Bridgeton Landfill
6:26 pm
Fri September 20, 2013

Republic Services To Build Firebreak Between Radioactive Waste And Smoldering Bridgeton Landfill

Republic Services says it will extend this plastic cap over the entire landfill. The company also plans to build a firebreak between the radioactive waste at the West Lake Landfill and the underground fire at Bridgeton.
Credit Missouri Department of Natural Resources

The company that owns the Bridgeton Landfill has changed its plans for keeping an underground fire at the site from spreading to nearby radioactive waste.

Republic Services says it will now move forward with building a firebreak between the Bridgeton and West Lake landfills.

The soil or clay-filled trench is intended to separate the underground fire at Bridgeton from the radioactive waste at West Lake, which is adjacent to the Bridgeton Landfill.

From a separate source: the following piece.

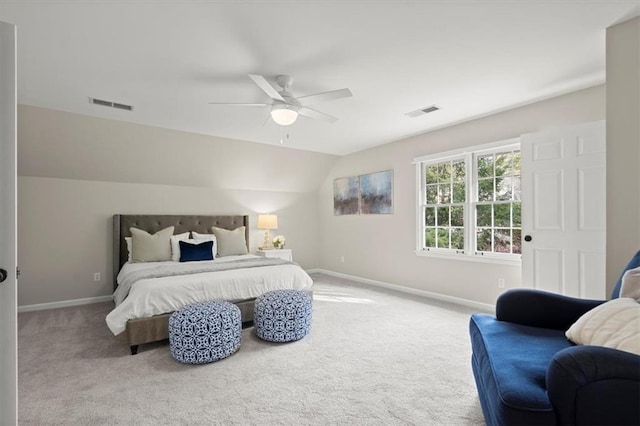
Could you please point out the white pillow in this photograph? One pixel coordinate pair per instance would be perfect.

In a press release on Friday, the U.S. Environmental Protection Agency said it had not yet seen the details of the project.

In May, Missouri Attorney General Chris Koster negotiated an agreement with Republic Services, requiring the company to take steps to control the underground fire and the bad-smelling gases emanating from it.

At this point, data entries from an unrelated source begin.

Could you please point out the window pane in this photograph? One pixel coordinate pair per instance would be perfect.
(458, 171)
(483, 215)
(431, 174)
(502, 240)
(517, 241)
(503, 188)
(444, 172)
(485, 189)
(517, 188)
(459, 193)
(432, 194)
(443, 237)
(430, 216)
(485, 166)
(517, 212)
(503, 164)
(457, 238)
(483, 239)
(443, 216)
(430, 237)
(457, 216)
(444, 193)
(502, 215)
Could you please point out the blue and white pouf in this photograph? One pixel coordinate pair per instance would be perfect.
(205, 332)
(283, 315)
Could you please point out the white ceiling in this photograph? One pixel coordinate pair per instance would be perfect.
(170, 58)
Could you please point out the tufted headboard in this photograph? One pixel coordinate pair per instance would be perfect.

Republic submitted plans including a firebreak to the Missouri Department of Natural Resources this summer, but hadn’t intended to begin building it right away.

Today, the company said it would also finish installing a plastic cap over the entire landfill to contain odors, and dig trenches to collect liquids and gases under the cap.

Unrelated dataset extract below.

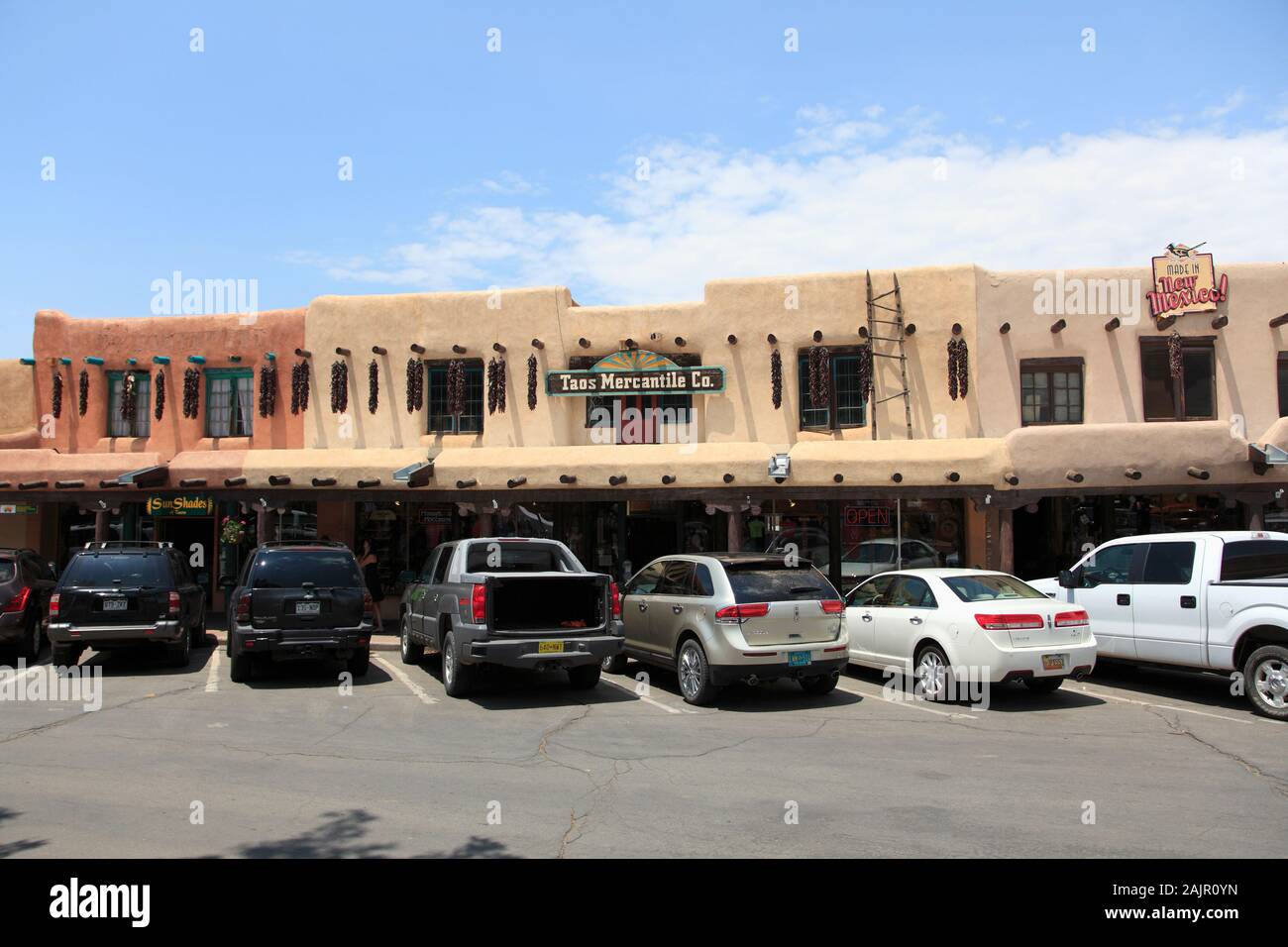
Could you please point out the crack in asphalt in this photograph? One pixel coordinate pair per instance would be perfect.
(1175, 725)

Ed Smith of the Missouri Coalition for Environment called the plans a good first step.

“With the caveat that the only long-term plan for keeping the local community safe is to have the radioactive waste removed,” Smith said.

Smith added that he hopes the company will offer to pay to relocate area residents during the construction, as it did this past spring.

In response to a request for comment, Richard Callow, a spokesperson for Republic Services, said that “none of the work is expected to increase odors in the community.”